Когда солнце покраснело, мы поплелись домой вместе. На краю поля я выгрузил свою ношу на весы: пятьдесят фунтов, – и получил свои полтора доллара. У одного из сезонных пацанов я попросил велосипед и поехал по 99-му шоссе до гастронома на перекрестке, где купил несколько банок консервированных спагетти с тефтелями, хлеба, масла, кофе и пирог и вернулся с полной сумкой на руле.
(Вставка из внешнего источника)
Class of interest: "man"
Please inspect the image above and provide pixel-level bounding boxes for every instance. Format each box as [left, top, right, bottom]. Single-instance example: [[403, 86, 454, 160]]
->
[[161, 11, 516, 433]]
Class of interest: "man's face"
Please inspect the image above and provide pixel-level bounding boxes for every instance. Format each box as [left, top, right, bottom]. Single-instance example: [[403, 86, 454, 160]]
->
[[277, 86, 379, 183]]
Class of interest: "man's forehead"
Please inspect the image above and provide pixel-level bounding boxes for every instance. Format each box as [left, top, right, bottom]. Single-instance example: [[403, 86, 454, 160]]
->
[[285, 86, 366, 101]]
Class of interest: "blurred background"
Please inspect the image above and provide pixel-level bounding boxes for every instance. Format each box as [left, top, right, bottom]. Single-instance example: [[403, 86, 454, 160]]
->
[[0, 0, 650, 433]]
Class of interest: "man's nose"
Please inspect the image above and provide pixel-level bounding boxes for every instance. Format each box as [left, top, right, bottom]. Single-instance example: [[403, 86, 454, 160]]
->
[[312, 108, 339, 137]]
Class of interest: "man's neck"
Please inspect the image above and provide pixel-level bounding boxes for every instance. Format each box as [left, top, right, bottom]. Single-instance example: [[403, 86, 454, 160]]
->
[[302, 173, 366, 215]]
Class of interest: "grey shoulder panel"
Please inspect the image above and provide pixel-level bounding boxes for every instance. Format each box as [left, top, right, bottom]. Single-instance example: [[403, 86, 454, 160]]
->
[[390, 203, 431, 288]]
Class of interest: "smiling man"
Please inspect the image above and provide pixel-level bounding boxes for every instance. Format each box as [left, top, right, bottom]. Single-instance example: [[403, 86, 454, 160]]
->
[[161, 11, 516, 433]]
Мне навстречу на Л.А. неслись машины, а те, что направлялись в сторону Фриско, висели у меня на хвосте. Я не переставая матерился. Я возводил очи горе и молил Бога ниспослать мне лучшей доли в жизни, лучшего шанса сделать что-нибудь для тех маленьких людей, которых любил. Но оттуда никто не обращал на меня никакого внимания. Нашел, чего просить, тоже мне… Душу мою вернула обратно только Терри; на печке в палатке она разогрела еду, и это была самая замечательная еда в моей жизни – так голоден я был и так устал. Вздыхая будто старый негр-сборщик, я растянулся на кровати и закурил сигарету. В прохладной ночи лаяли собаки. Рики и Понзо уже перестали навещать нас по вечерам. Я был этим доволен. Рядышком свернулась калачиком Терри, на груди у меня сидел Джонни; они рисовали зверюшек в моей записной книжке. Огонь нашей палатки ярко светил на пугающем просторе равнины. В придорожном кабаке блямкала ковбойская музыка и разносилась по всем полям, полная печали. Мне было нормально. Я поцеловал мою крошку, и мы погасили свет.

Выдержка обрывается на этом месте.